Brain-derived neurotrophic factor (BDNF) is a small, diffusible protein essential for the development and function of neurons. It is synthesized by many types of tissue, including muscle. BDNF actions are mediated via binding to its receptor, tyrosine receptor kinase B (TrkB). The BDNF-TrkB complex is endocytosed into a specialized vesicle, which induces downstream signaling cascades locally in the dendrites, or, more often, is delivered to the cell soma via retrograde axonal transport, where it modulates gene expression.

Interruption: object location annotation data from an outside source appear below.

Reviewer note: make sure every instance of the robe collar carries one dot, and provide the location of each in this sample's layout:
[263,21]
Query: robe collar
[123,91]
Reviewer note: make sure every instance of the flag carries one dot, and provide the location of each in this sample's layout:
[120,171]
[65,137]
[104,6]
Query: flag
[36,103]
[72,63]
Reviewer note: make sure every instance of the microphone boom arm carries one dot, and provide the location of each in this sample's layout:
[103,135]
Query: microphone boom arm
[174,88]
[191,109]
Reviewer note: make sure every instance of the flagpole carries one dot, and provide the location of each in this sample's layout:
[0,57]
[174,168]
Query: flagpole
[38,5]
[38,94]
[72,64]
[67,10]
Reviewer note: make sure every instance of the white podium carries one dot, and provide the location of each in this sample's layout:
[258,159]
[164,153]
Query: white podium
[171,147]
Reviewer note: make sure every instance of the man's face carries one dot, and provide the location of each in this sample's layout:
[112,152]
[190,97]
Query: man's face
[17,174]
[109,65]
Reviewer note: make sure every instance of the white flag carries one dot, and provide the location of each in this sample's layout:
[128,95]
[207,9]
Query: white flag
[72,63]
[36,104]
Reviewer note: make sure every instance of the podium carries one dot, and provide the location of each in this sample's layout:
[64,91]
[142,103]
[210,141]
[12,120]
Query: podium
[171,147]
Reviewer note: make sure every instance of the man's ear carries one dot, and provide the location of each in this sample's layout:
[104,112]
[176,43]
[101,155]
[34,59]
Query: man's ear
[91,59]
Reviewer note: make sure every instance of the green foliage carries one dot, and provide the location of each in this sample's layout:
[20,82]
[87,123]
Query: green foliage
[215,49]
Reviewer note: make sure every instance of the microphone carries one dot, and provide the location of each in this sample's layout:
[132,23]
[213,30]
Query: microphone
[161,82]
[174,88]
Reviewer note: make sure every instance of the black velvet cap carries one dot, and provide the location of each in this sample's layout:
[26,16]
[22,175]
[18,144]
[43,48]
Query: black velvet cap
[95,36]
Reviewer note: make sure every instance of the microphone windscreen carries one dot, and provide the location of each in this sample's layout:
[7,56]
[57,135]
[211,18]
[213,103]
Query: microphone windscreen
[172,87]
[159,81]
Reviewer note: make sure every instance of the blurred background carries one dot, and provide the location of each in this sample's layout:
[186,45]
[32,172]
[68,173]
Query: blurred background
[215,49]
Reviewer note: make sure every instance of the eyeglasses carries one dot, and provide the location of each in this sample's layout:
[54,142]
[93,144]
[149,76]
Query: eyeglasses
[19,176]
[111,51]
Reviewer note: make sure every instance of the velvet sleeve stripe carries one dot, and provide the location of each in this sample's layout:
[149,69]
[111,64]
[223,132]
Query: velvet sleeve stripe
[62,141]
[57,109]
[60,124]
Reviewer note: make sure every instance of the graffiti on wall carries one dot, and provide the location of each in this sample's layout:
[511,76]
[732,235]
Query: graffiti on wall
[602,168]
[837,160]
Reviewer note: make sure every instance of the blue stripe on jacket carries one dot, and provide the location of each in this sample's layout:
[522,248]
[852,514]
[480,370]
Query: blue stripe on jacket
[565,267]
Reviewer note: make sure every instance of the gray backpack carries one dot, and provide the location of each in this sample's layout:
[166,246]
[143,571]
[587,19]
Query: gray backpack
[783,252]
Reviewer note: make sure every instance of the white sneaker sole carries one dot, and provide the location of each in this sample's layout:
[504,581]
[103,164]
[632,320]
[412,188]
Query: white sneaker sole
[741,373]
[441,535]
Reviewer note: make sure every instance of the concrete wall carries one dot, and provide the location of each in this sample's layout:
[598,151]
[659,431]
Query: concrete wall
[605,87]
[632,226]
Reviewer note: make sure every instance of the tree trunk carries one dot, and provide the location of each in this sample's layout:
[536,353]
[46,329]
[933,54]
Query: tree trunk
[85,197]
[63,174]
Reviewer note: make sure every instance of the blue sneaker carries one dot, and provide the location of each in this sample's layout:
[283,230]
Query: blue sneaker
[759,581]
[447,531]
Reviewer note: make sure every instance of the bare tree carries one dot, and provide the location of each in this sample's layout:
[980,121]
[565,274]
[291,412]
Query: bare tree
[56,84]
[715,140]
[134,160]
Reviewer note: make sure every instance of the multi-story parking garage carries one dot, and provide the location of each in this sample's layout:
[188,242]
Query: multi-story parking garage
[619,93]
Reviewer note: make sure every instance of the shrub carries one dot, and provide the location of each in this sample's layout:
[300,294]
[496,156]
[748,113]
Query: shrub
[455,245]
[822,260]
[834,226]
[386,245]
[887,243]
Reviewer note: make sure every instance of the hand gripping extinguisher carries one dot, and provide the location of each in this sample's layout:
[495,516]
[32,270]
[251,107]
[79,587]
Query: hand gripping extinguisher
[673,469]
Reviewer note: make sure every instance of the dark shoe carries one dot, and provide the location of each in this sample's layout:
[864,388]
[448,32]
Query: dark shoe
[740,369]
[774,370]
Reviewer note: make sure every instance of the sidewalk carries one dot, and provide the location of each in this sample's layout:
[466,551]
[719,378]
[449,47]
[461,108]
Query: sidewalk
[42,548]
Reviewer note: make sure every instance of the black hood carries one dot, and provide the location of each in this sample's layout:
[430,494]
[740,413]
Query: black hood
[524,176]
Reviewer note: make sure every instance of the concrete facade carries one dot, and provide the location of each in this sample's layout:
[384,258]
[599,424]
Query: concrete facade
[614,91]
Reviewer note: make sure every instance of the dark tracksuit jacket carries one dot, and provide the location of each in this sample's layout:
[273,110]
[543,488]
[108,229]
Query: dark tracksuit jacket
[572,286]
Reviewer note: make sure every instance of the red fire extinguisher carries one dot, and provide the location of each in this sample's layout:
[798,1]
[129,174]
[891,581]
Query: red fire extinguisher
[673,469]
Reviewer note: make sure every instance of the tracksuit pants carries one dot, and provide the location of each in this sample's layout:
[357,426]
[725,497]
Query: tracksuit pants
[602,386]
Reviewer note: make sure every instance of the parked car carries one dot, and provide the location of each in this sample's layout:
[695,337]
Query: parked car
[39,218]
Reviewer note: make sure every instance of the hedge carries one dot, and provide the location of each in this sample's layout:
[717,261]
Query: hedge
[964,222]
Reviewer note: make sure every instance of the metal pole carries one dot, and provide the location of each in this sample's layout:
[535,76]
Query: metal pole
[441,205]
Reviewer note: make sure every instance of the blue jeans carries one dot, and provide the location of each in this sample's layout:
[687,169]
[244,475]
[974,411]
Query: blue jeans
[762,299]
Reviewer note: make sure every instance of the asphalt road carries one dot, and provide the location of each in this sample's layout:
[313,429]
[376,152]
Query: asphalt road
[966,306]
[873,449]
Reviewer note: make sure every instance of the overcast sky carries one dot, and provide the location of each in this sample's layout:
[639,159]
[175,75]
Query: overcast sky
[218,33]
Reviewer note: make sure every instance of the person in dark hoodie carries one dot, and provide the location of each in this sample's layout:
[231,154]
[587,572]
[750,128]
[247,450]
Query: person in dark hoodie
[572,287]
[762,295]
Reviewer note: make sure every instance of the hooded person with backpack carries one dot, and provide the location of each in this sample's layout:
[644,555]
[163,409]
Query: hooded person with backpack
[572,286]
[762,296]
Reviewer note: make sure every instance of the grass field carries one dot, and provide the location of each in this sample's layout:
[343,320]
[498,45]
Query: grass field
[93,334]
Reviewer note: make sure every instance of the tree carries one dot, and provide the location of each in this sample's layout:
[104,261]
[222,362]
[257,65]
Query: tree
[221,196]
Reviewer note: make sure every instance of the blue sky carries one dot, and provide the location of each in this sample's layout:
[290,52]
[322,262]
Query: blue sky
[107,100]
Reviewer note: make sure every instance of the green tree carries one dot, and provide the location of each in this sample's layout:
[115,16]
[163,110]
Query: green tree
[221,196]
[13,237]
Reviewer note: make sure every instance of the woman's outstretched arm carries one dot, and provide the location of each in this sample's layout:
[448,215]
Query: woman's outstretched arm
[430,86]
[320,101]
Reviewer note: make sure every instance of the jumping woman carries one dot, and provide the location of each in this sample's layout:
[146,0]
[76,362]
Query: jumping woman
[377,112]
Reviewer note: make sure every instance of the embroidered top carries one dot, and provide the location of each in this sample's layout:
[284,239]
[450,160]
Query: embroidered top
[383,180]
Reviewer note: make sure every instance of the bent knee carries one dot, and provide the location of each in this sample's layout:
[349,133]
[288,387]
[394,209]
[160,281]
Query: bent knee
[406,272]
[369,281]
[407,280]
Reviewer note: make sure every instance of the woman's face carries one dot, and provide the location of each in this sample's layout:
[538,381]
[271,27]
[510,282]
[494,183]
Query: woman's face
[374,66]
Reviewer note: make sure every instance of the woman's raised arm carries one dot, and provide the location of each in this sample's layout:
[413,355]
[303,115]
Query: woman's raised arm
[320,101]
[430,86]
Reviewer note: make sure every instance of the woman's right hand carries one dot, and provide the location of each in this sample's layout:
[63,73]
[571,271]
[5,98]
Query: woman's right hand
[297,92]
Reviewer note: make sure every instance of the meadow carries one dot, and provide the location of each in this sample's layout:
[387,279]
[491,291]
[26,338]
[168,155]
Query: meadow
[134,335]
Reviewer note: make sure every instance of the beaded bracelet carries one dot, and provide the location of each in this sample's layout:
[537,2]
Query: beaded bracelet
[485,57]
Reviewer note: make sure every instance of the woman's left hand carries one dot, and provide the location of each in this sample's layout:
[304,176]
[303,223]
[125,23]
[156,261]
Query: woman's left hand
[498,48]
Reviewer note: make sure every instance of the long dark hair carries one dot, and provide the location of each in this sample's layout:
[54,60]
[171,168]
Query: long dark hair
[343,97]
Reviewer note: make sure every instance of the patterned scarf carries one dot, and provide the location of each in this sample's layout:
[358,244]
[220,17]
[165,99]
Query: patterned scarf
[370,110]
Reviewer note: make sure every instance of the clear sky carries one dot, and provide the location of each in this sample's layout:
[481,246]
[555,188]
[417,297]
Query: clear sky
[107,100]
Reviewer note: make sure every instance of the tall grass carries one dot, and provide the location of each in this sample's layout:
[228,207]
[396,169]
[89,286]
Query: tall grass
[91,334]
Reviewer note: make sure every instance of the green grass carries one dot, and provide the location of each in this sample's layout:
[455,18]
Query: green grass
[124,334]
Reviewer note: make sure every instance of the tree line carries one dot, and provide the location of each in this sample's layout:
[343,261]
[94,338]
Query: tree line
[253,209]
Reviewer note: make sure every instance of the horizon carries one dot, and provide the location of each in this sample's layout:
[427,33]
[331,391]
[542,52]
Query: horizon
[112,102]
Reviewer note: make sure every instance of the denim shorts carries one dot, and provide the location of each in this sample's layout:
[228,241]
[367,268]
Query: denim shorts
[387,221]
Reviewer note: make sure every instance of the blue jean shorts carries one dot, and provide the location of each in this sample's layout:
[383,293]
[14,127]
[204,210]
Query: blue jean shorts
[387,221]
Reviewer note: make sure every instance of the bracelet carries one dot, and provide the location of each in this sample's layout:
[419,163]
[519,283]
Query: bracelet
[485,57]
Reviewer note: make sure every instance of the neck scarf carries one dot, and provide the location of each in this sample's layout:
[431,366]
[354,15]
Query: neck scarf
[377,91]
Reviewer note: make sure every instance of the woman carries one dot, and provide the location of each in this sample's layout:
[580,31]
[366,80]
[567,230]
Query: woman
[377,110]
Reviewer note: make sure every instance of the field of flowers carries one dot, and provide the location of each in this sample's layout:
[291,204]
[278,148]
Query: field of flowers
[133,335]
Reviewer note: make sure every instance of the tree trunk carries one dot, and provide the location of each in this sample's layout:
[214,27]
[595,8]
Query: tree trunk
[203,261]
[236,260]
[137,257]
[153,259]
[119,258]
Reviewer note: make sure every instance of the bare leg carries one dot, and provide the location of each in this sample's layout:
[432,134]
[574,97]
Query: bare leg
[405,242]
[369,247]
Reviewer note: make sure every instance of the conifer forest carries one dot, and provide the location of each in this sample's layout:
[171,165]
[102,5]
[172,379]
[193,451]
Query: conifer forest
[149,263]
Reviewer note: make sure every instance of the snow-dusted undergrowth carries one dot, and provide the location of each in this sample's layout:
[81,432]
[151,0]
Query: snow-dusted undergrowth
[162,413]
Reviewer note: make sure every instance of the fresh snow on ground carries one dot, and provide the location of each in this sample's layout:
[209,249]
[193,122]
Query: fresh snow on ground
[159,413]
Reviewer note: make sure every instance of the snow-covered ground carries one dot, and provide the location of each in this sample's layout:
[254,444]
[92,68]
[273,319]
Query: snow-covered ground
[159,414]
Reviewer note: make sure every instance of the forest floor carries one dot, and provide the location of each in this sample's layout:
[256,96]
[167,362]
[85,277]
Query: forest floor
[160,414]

BDNF activation of TrkB is critical for the initiation of axonal transport, and this cellular process relies on the interaction of numerous adaptor proteins, including dynactin and JIP3, which help bind cargo to motor proteins. Disruption of retrograde transport is a hallmark of several neuromuscular diseases, including SBMA, Huntington’s disease, and ALS. The roles of BDNF and TrkB are not well-characterized in muscle or motor neurons. This study addressed the function of TrkB in neuromuscular junctions (NMJs) and its roles in motor neuron axonal transport. The expression of TrkB, and its activated form, phosphorylated-TrkB (p-TrkB), were assessed in the presynaptic and postsynaptic terminals of gastrocnemius-associated NMJs of mice missing muscle-derived BDNF. Further, the accumulation of TrkB, p-TrkB, dynactin, and JIP3 were evaluated following sciatic nerve ligations to assess the functionality of axonal transport mechanisms in mice lacking muscle-synthesized BDNF. Pre- and postsynaptic TrkB activation was significantly reduced, and both anterograde and retrograde transport were significantly impaired in MuscleBDNF-deficient mice. This study provided insight into the disease process of neuromuscular diseases such as ALS.